Not all poor are affected equally by international trade. The effects will depend on where they live (rural versus urban areas), their individual characteristics (skill, gender), the type of trade policy change (increased import competition or export opportunities) and where they work (industry, firm, formal/informal sector). A general result of the literature is that the adverse effects stemming from trade adjustment are a result of worker mobility costs, costs to move across sectors, regions or tasks. An inclusive trade policy has to take these specificities into account.

Studies on labor market effects of trade also highlight that trade affects people and regions differently.

The important finding though is that typically trade tends to raise aggregate employment and real wages. Employment reductions due to direct competition from imports are typically offset by employment creation resulting from cost savings due to cheap imports and export opportunities in many sectors of the economy that do not necessarily trade directly but benefit from trade through input-output linkages.

Technological progress and trade have been key engines of global prosperity. Resistance to innovation or retreat from global integration are not an option that will help eliminate extreme poverty. At the same time, policy-makers need to ensure that benefits are spread more widely. A reallocation of resources is often necessary to reap the substantial benefits from trade. Citizens need to be better prepared for possible disruptions ahead and be able to take advantage of new opportunities.

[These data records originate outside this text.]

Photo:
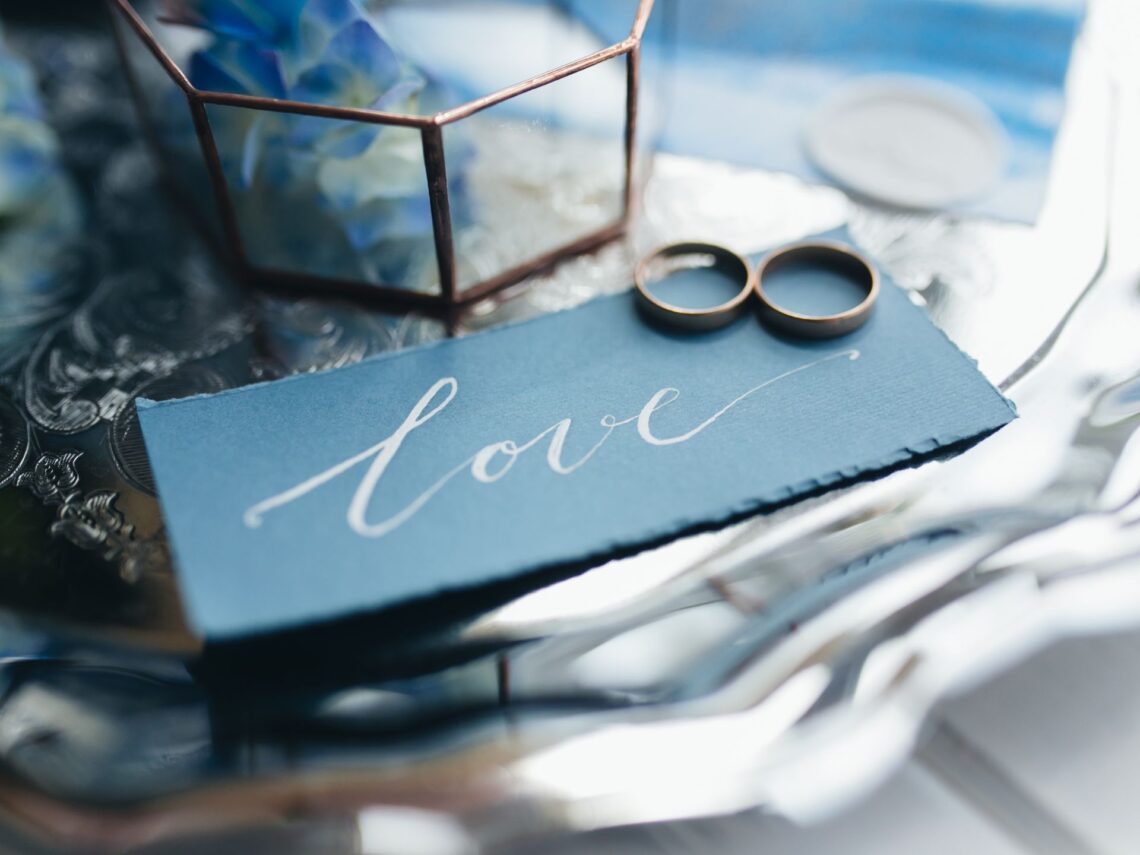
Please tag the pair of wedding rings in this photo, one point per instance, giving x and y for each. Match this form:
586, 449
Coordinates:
823, 254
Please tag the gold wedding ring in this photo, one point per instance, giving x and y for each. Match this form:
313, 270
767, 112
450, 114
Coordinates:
705, 318
819, 254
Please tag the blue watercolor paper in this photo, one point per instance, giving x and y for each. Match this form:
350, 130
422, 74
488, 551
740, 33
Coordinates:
262, 543
747, 75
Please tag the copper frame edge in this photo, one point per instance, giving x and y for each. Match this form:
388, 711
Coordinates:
387, 296
439, 196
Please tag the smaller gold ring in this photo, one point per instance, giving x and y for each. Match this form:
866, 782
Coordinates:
823, 254
705, 318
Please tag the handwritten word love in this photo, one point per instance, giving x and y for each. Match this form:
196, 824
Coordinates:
491, 463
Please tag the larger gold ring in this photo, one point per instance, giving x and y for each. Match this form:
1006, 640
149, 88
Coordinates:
819, 254
705, 318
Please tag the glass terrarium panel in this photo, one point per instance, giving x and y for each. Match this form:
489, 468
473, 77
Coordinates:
472, 48
537, 172
400, 56
165, 116
328, 197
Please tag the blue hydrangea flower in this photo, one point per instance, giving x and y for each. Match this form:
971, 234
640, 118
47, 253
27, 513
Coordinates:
363, 184
39, 210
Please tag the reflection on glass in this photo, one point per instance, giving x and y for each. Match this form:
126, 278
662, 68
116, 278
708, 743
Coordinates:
542, 170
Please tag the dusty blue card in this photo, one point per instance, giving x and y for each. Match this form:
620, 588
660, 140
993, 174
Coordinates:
548, 442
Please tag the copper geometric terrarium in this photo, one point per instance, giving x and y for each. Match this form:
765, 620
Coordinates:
474, 165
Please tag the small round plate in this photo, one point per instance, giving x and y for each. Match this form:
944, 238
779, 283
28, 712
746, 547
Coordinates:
908, 141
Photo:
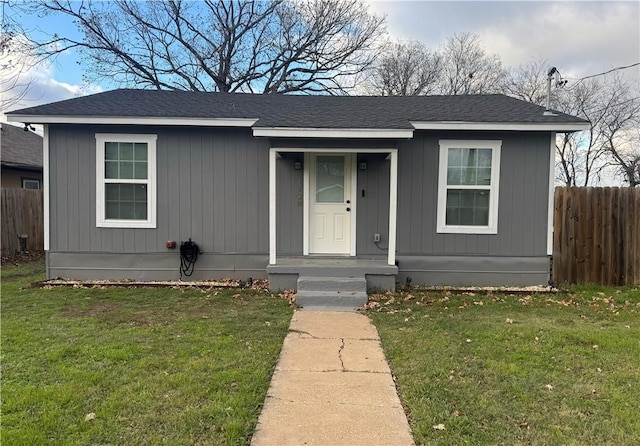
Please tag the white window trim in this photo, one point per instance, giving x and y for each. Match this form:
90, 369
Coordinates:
101, 221
32, 180
492, 227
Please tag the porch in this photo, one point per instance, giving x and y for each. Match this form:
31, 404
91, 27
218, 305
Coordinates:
332, 281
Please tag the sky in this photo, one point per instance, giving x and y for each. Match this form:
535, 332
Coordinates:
580, 38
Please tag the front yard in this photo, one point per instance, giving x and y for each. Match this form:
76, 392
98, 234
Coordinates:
541, 369
170, 366
134, 366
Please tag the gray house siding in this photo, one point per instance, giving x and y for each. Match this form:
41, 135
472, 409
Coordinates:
516, 255
212, 186
372, 206
290, 203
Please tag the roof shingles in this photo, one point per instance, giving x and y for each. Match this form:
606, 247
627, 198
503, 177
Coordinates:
20, 149
297, 111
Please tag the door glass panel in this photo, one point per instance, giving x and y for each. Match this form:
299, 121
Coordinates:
330, 178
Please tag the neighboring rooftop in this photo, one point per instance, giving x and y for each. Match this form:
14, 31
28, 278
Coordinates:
297, 111
20, 149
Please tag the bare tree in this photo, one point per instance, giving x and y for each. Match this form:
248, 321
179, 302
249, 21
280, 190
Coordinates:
468, 69
621, 132
271, 46
528, 82
14, 61
406, 68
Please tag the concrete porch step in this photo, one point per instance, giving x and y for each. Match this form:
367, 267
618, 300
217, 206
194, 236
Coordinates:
331, 293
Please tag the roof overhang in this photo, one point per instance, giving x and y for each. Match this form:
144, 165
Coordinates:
509, 126
292, 132
132, 120
18, 166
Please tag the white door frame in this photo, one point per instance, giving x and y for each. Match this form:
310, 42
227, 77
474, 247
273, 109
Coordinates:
352, 166
393, 197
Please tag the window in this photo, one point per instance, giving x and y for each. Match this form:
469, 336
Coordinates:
468, 186
126, 181
30, 184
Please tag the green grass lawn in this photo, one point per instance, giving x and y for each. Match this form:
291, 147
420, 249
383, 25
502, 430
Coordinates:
134, 366
541, 369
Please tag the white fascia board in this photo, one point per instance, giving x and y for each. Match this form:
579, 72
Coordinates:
132, 120
511, 126
288, 132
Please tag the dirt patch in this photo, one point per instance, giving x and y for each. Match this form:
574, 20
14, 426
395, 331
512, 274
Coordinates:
115, 313
22, 257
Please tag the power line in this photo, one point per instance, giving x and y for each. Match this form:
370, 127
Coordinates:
603, 73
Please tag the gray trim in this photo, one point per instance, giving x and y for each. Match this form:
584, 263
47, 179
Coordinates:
153, 266
474, 270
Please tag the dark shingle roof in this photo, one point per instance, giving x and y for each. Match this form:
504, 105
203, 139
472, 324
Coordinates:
19, 148
388, 112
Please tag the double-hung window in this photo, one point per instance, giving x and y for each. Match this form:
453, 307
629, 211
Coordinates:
125, 180
468, 186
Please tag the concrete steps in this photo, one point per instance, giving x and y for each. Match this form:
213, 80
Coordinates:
331, 293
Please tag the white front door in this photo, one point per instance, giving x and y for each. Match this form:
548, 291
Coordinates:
330, 181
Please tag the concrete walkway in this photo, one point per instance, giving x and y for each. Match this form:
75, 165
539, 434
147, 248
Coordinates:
332, 386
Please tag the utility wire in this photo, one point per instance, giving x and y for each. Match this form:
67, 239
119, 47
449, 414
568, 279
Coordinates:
603, 73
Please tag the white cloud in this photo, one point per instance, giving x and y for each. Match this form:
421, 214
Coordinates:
580, 38
26, 84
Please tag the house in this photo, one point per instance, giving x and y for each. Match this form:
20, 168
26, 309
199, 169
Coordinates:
21, 157
438, 190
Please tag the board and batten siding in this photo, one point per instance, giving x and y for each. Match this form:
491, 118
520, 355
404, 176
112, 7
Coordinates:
522, 208
212, 186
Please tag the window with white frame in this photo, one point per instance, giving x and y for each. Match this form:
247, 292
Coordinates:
125, 180
468, 186
28, 183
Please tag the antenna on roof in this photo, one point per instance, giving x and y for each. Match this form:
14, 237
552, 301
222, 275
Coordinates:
553, 73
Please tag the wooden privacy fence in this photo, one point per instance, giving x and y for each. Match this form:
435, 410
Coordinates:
22, 215
596, 235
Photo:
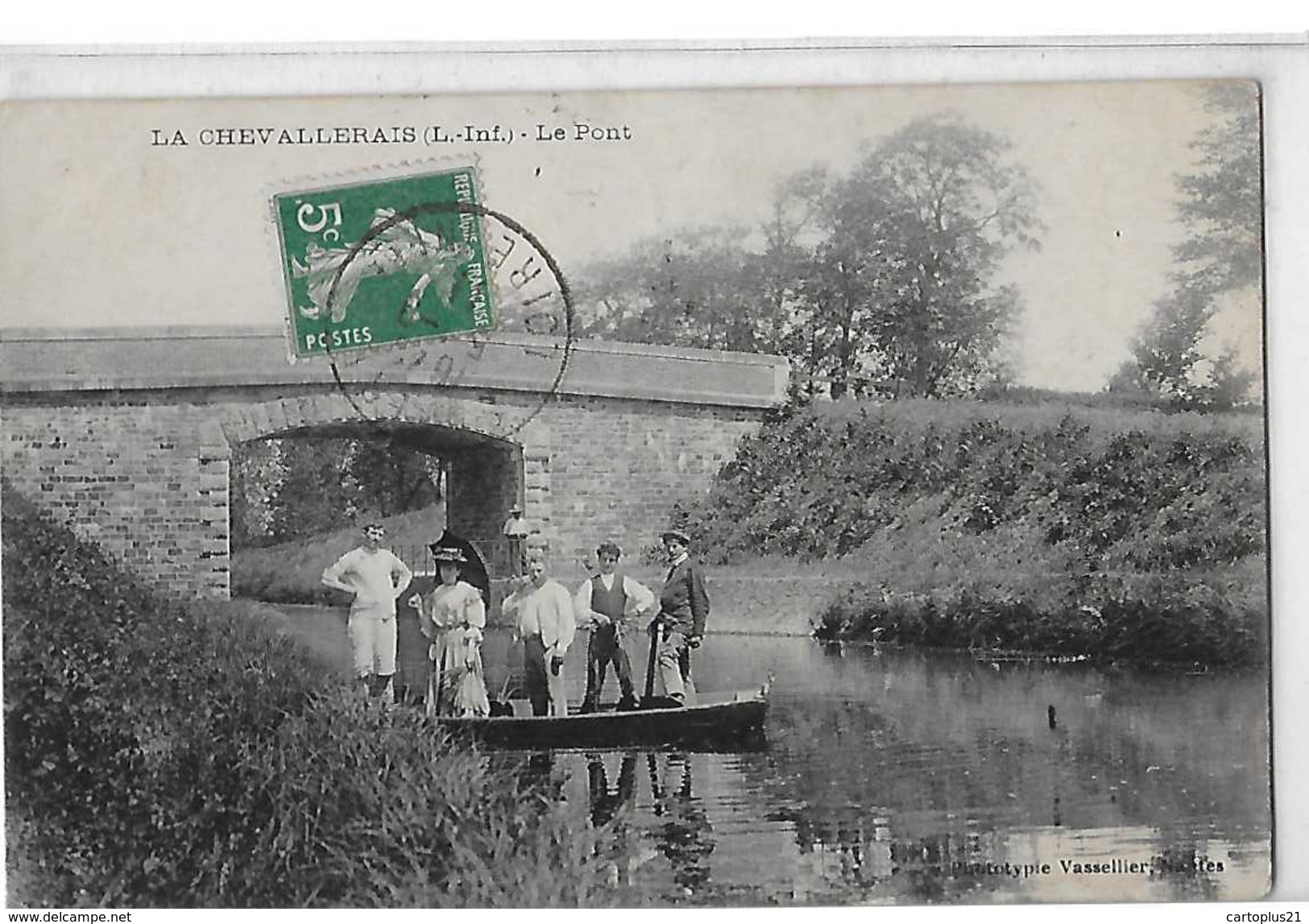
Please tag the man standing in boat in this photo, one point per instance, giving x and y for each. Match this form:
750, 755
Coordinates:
680, 626
603, 601
544, 613
376, 578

Like other structural change - notably change triggered by technological progress - trade can create adjustment pressures for certain segments in society. It is therefore important to have in place appropriate complementary policies to ensure that the gains from trade are more evenly shared and the trade-related adjustment costs affecting certain regions and individuals are mitigated. Early and comprehensive policy action to improve labor mobility - across sectors, regions, and skills - is particularly important.

These actions at the domestic level need to be accompanied by maximizing trade opportunities for the poor at the multilateral level. To increase opportunities for the poor global actions include addressing distortions in agriculture to improve market access and reduce food price volatility which can benefit both poor farmers and poor consumers. It is also important to address modern areas of the global economy, such as services and e-commerce, that are not yet fully reflected in international trade policy. In deploying these efforts, it is the important role played by micro, small and medium enterprises should be recognized as a significant source of employment. As well as the role of investment in providing financing to increase capacity in resource-challenged countries. These are just some examples – and more are discussed in other parts of this report – that illustrate that openness and inclusiveness are not mutually exclusive and that there is room to have more of both.

To expand the inclusivity of trade more targeted action to overcome the constraints that the extreme poor face in benefiting from it is also necessary. The extremely poor suffer from a range of constraints that limit their capacity to benefit from the gains that others in society might enjoy from trade. Farmers and firms in rural areas face particularly high transport costs and delays when shipping to international and national markets. Production in rural areas is largely dominated by agriculture, and agricultural markets present particular challenges to trade integration. Those working in the informal sector face greater risks than those in formal activities. Workers in informal firms typically do not have the same employment rights as those in formal employment. Informal sector firms and households have limited access to finance to smooth over short-term economic fluctuations, like a sudden rise in food prices or a sudden contraction in economic growth. In addition, informal sector workers are not covered by social benefits such as health, pension or unemployment insurance, so tend to be less covered against risk than formal.